Can I deepcopy a model?

ONTDave · July 31, 2019, 12:40pm

There is some chatter online that I can’t deepcopy a model… Is this right?
Additionally, is there a way after loading a model to move it between cpu and gpu?

ptrblck · July 31, 2019, 12:58pm

You can deepcopy a model:

model = nn.Linear(1, 1)
model_copy = copy.deepcopy(model)

with torch.no_grad():
    model.weight.fill_(1.)

print(model.weight)
> Parameter containing:
tensor([[10.]], requires_grad=True)

print(model_copy.weight)
> Parameter containing:
tensor([[-0.5596]], requires_grad=True)

To move a model, just call:

model.to('cuda:0')  # moves model (its parameters) to GPU0
model.to('cpu')  # moved model to CPU

ONTDave · July 31, 2019, 1:05pm

Hey! Many thanks for the quick reply
Pleased about the deepcopy.
So the model.to syntax…
I was under the impression this didn’t move the model, just changed its formatting as the documentation here (https://pytorch.org/tutorials/beginner/saving_loading_models.html) suggests:
“converts the initialized model to a CUDA optimized model using model.to(torch.device('cuda')) .”
It sounds like the map_location bit in torch.load(PATH, map_location=device) specifies where the model is?

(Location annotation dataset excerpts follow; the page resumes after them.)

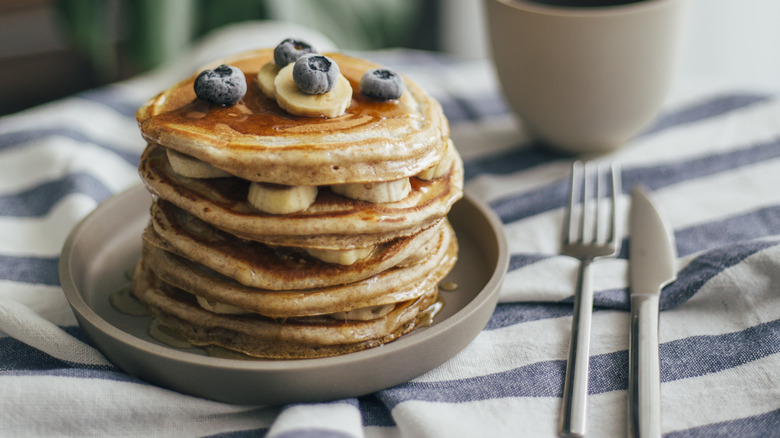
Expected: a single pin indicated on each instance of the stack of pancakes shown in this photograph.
(340, 276)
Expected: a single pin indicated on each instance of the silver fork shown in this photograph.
(585, 237)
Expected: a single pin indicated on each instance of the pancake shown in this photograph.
(332, 222)
(267, 338)
(286, 237)
(260, 266)
(389, 286)
(257, 141)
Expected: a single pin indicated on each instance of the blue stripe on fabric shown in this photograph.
(685, 358)
(374, 412)
(535, 153)
(508, 314)
(758, 426)
(34, 270)
(16, 138)
(552, 196)
(39, 200)
(16, 356)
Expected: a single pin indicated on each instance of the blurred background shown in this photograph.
(53, 48)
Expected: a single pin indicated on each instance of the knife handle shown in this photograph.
(644, 370)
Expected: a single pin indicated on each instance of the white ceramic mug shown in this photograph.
(585, 79)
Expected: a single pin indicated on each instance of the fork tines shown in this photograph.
(585, 222)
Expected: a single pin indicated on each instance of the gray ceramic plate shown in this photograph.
(107, 243)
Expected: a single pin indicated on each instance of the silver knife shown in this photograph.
(652, 258)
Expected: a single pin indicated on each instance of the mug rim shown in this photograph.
(583, 11)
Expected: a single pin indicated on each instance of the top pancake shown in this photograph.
(258, 141)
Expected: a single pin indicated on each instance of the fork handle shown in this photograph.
(575, 388)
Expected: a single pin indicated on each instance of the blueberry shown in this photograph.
(382, 84)
(225, 85)
(315, 74)
(290, 50)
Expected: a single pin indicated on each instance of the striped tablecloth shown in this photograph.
(711, 159)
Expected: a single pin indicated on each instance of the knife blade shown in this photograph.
(652, 257)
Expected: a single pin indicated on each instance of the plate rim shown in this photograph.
(80, 306)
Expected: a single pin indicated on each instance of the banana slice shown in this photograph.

ptrblck · July 31, 2019, 1:17pm

The map_location argument specifies where to put the loaded parameters.
E.g. if you saved the model.state_dict() of a model, which was pushed to the GPU, and would like to load this state_dict on a CPU-only machine, you could specify map_location='cpu' to restore the parameters.

ONTDave · July 31, 2019, 1:21pm

Does that mean that if I load a model from file (saved using torch.save(model) on either a cpu or gpu) and set map_location=‘cpu’ when loading, I don’t need to call .to - if I’m using it on the cpu. I only need to .to it if I’m moving it onto the gpu once again?

ptrblck · July 31, 2019, 1:26pm

I would recommend to save and load the mode.state_dict(), not the model directly.
That being said, I prefer to push the model to CPU first before saving the state_dict.
This approach makes sure that I’m able to restore the model on all systems, even when no GPU was found.

After loading the model, I use model.to('cuda') to push it to the GPU again.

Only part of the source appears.